Guild Wars style Necromancer though hmmm, that is more possible as a tabletop class.

Not sure what you mean re: Elric. Elric is just a Fighter/Mage with a serious health problem and a very powerful magic sword. If he's milquetoast in D&D, it's because you didn't give him a good enough Stormbringer.

Definitely agree re: Death Cleric/Necromancer Wizard and I've seen the same. I haven't seen the same with Warlock, because they're an incredibly effective class (Fiend, especially).
 

What things would have sprung up in their place? Who knows! Harry Potter would probably still happen, but apart from that, it's almost impossible to say.
I don't think it's completely impossible. I actually asked this question myself, I think before the pandemic. D&D's influence isn't instant and everywhere, it's not until the late 1980s that it's really becoming hard to untangle.

Every fantasy novel up to the early 1980s, is basically free of D&D influence. Even into the modern day, the vast majority of literary fantasy, written fantasy, is not significantly D&D influenced. There is a minority which is, but we could put that to the side (Malazan for example is out entirely, as it was based on an AD&D then GURPs campaign).

I do think there would be significantly less written fantasy though, because an awful lot fantasy writers were RPG players before they got into fantasy writing, and it was part of their reason for doing so - most even of those don't actually reflect D&D tropes/ideas in their work, I note.

Videogames it's tougher, because fantasy videogames grow almost entirely from a D&D root. Without D&D there's no Final Fantasy, no Dragon Quest, no Ultima, no EverQuest, no Warcraft (or Warhammer as we know it) and speeding up to the modern day that for example means no Elden Ring, because it's ancestry goes back to Demon's Souls which is directly evolved from 1/2E AD&D influences and King's Field.

Anime/manga is also heavily influenced.

But looking at early trends, if there was no D&D there, I think videogames and anime/manga would have embraced fantasy, just of a more "Sword and Sorcery" vibe than a D&D vibe.
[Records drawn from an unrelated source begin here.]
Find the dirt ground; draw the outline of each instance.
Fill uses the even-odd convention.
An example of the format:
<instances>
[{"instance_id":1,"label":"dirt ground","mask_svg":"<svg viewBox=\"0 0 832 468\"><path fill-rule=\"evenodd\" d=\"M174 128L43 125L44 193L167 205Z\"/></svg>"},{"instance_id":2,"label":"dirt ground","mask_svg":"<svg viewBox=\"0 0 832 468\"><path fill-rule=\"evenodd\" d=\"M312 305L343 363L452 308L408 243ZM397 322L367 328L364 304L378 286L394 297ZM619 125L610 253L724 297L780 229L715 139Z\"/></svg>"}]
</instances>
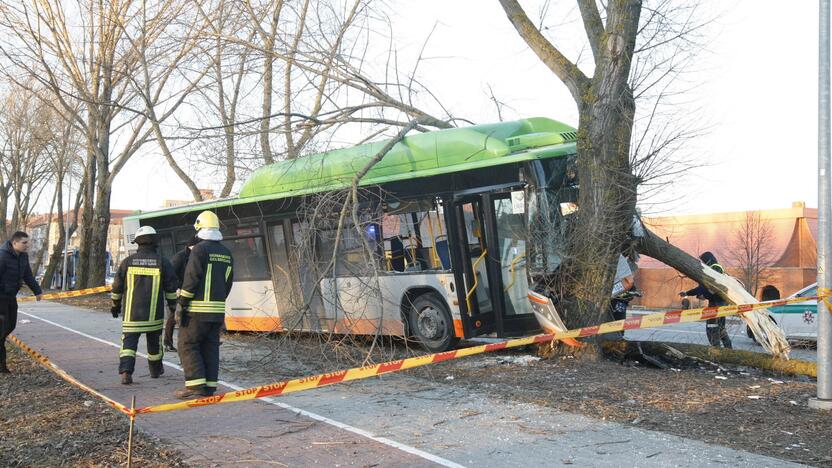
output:
<instances>
[{"instance_id":1,"label":"dirt ground","mask_svg":"<svg viewBox=\"0 0 832 468\"><path fill-rule=\"evenodd\" d=\"M109 310L106 295L66 302ZM222 371L245 369L249 378L264 383L329 372L350 367L350 357L364 351L357 341L333 347L332 342L308 335L227 334ZM375 361L418 352L394 340ZM832 413L808 408L816 385L806 377L705 362L661 370L603 358L539 359L534 349L472 356L407 373L439 386L832 467Z\"/></svg>"},{"instance_id":2,"label":"dirt ground","mask_svg":"<svg viewBox=\"0 0 832 468\"><path fill-rule=\"evenodd\" d=\"M128 419L65 383L12 344L0 375L3 466L126 466ZM136 466L186 466L163 441L134 439Z\"/></svg>"}]
</instances>

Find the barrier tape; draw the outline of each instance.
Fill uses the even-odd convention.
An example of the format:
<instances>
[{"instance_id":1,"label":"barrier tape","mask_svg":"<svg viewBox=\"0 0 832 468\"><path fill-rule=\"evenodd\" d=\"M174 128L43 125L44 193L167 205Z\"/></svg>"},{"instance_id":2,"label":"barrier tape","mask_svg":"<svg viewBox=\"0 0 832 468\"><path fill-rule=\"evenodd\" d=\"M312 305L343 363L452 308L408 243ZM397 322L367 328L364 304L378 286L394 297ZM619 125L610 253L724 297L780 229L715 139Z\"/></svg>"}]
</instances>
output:
<instances>
[{"instance_id":1,"label":"barrier tape","mask_svg":"<svg viewBox=\"0 0 832 468\"><path fill-rule=\"evenodd\" d=\"M421 367L429 364L450 361L466 356L473 356L475 354L499 351L501 349L516 348L520 346L527 346L530 344L548 343L550 341L564 340L568 338L587 338L590 336L603 335L605 333L612 333L617 331L638 330L644 328L659 328L676 323L700 322L703 320L728 317L730 315L737 315L758 309L767 309L769 307L778 307L786 304L804 302L812 299L818 298L799 297L794 299L761 302L757 304L704 307L700 309L658 312L649 315L634 316L624 320L606 322L600 325L593 325L590 327L567 330L555 334L542 334L529 336L525 338L517 338L513 340L501 341L499 343L491 343L486 345L473 346L470 348L458 349L454 351L445 351L442 353L428 354L424 356L401 359L397 361L389 361L381 364L357 367L353 369L341 370L336 372L329 372L300 379L285 380L282 382L275 382L268 385L261 385L257 387L238 390L235 392L222 393L219 395L182 401L178 403L166 403L161 405L145 406L141 408L136 408L135 411L136 414L162 413L166 411L178 411L190 408L198 408L202 406L211 406L220 403L232 403L237 401L255 400L258 398L276 397L286 395L288 393L301 392L304 390L311 390L313 388L325 387L337 383L361 380L369 377L389 374L391 372L412 369L414 367Z\"/></svg>"},{"instance_id":2,"label":"barrier tape","mask_svg":"<svg viewBox=\"0 0 832 468\"><path fill-rule=\"evenodd\" d=\"M824 305L826 305L827 312L832 314L832 289L818 288L818 296L823 300Z\"/></svg>"},{"instance_id":3,"label":"barrier tape","mask_svg":"<svg viewBox=\"0 0 832 468\"><path fill-rule=\"evenodd\" d=\"M9 341L11 341L15 345L17 345L18 348L20 348L23 351L26 351L27 353L29 353L32 357L35 358L35 360L38 363L40 363L41 365L43 365L47 369L51 370L52 372L58 374L58 376L61 377L62 379L64 379L65 381L67 381L70 384L72 384L72 385L80 388L81 390L89 393L90 395L93 395L93 396L96 396L96 397L100 398L101 400L104 401L104 403L106 403L109 406L113 407L114 409L124 413L125 415L130 416L130 417L135 416L135 412L133 410L131 410L130 408L122 405L121 403L111 399L107 395L104 395L103 393L99 393L94 388L88 387L87 385L79 382L78 380L75 379L75 377L69 375L65 370L61 369L55 363L50 361L49 358L47 358L43 354L40 354L39 352L35 351L34 349L30 348L26 343L20 341L16 336L9 335L8 339L9 339Z\"/></svg>"},{"instance_id":4,"label":"barrier tape","mask_svg":"<svg viewBox=\"0 0 832 468\"><path fill-rule=\"evenodd\" d=\"M101 286L98 288L91 288L85 289L81 291L72 291L73 293L85 293L85 294L93 294L95 292L103 292L104 290L109 290L109 286ZM92 292L90 292L92 291ZM509 348L517 348L520 346L528 346L531 344L543 344L548 343L551 341L560 341L570 338L588 338L591 336L596 335L603 335L606 333L613 333L617 331L625 331L625 330L639 330L645 328L660 328L666 325L673 325L676 323L690 323L690 322L701 322L703 320L709 320L714 318L720 317L728 317L731 315L743 314L746 312L751 312L754 310L759 309L768 309L770 307L779 307L787 304L795 304L799 302L805 302L810 300L817 300L821 299L824 303L827 304L827 307L830 305L830 297L826 293L831 293L832 290L821 290L823 293L821 296L809 296L809 297L798 297L793 299L781 299L777 301L770 301L770 302L760 302L756 304L741 304L741 305L729 305L729 306L721 306L721 307L703 307L699 309L688 309L688 310L671 310L669 312L657 312L648 315L640 315L630 317L624 320L616 320L613 322L606 322L599 325L593 325L589 327L577 328L574 330L567 330L564 332L559 332L555 334L541 334L541 335L534 335L525 338L516 338L513 340L501 341L499 343L491 343L486 345L480 346L472 346L470 348L463 348L453 351L445 351L442 353L434 353L434 354L427 354L424 356L417 356L407 359L400 359L396 361L388 361L381 364L375 364L371 366L364 366L364 367L356 367L347 370L341 370L336 372L329 372L325 374L319 374L310 377L303 377L300 379L292 379L292 380L285 380L281 382L275 382L267 385L260 385L257 387L246 388L242 390L238 390L235 392L229 393L222 393L219 395L214 395L205 398L197 398L194 400L182 401L177 403L165 403L161 405L153 405L153 406L145 406L136 409L130 409L125 405L107 397L96 391L95 389L84 385L83 383L76 380L74 377L69 375L63 369L49 361L48 358L43 356L42 354L38 353L37 351L33 350L25 343L20 341L17 337L10 335L8 338L9 340L20 347L22 350L26 351L30 355L32 355L39 363L44 365L47 369L55 372L66 380L67 382L75 385L76 387L84 390L85 392L97 396L109 406L113 407L114 409L124 413L125 415L133 418L138 414L151 414L151 413L162 413L167 411L178 411L178 410L185 410L191 408L199 408L202 406L211 406L220 403L233 403L237 401L247 401L247 400L255 400L259 398L268 398L268 397L276 397L281 395L286 395L288 393L295 393L301 392L304 390L311 390L314 388L325 387L329 385L334 385L337 383L342 382L350 382L353 380L361 380L366 379L369 377L375 377L379 375L389 374L393 372L399 372L407 369L412 369L415 367L427 366L430 364L436 364L444 361L450 361L453 359L459 359L466 356L473 356L476 354L483 354L489 353L492 351L499 351L502 349L509 349ZM69 293L57 293L59 295L65 295ZM82 295L82 294L75 294ZM45 297L45 296L44 296ZM66 296L62 296L66 297Z\"/></svg>"},{"instance_id":5,"label":"barrier tape","mask_svg":"<svg viewBox=\"0 0 832 468\"><path fill-rule=\"evenodd\" d=\"M65 297L78 297L78 296L87 296L89 294L97 294L103 292L110 292L113 290L112 286L98 286L95 288L89 289L79 289L77 291L67 291L67 292L59 292L59 293L49 293L41 295L41 299L49 300L49 299L62 299ZM31 302L37 300L37 296L23 296L18 297L17 302Z\"/></svg>"}]
</instances>

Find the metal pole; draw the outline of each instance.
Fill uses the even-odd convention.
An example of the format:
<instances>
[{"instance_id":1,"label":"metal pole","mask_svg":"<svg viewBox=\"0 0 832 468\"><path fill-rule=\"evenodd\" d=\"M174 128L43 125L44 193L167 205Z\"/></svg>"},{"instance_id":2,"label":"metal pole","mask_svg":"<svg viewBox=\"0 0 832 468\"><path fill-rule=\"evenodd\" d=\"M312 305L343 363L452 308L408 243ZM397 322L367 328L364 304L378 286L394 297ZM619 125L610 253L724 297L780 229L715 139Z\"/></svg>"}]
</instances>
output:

So more musclebound barbarians, fewer armoured knights. Probably more weird races like cat and lizard people, fewer Tolkienian races like elves and dwarves. Probably more mythological influence too.

Moorcock would also probably be more directly known as an influence and I think steamage/steampunk stuff would have actually come into fantasy even more and even earlier as a result, as a ton of his work is steampunk/dieselpunk. There'd probably an Elric anime, for example.
 

Then it is impossible to answer the question. Modern fantasy fiction works, particularly video games, are far too contaminated with D&D tropes. We cannot talk about what a completely D&D-less world would look like because we have no touchstones. You'd have to ignore pretty much all of Western and Eastern CRPGs, particularly MMOs, and much of the fantasy fiction written between (roughly) 1980 and now. What things would have sprung up in their place? Who knows! Harry Potter would probably still happen, but apart from that, it's almost impossible to say.
It is not impossible to say, you just don’t have much, if any, certainty in what you say. But speculation and be fun and interesting.

One reason I haven’t answered the OP’s call is I am still wrapping my head around the premise and what would actually result from it.